Other researchers are trying to design drugs that deprive viruses the opportunity to usurp our cells, by latching onto parts of human cells that the virus hijacks to invade or blocking access to human cellular components the virus needs to reproduce.

The approach is relatively new, and few drugs use it, but so-called host-directed antivirals could have advantages, said Glenn of Stanford. “Since you’re targeting something not under the virus’ control, we predict a high barrier to development of resistance,” he said. Such drugs might work against other viruses too. “If one virus has evolved to depend on a certain host function, it’s likely others have too,” he said.

Efficacy and ease of use aren’t the only factors that will shape the next iterations of covid antivirals.

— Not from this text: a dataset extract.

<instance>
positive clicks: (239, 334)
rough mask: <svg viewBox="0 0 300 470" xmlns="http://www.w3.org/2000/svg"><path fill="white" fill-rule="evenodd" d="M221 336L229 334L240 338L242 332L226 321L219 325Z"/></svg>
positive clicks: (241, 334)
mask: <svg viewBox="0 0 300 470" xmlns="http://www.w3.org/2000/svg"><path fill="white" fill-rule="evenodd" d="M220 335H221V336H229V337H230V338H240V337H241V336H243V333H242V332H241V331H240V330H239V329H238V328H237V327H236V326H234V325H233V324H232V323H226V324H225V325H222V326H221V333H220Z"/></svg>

To be maximally effective, the drugs need to relatively inexpensive and easy to manufacture and distribute worldwide, Cherry said. “That’s actually not so trivial,” she said, but is key to ensuring the kind of equitable access that represents the world’s best bet toward controlling the pandemic.

But with unprecedented funding and interest in antivirals, many researchers are optimistic. Not only might the next generations of SARS-CoV-2 antivirals transform the nature of the pandemic, they might bolster our antiviral arsenal such that we’re better prepared for the next major infectious disease threat. “There’s no limit to the creativity and novelty of all these new targets,” Frieman said. “Which ones work and which ones won’t work, I don’t know, but I think that the future is really bright for the number of antivirals that will be developed in the next decade.”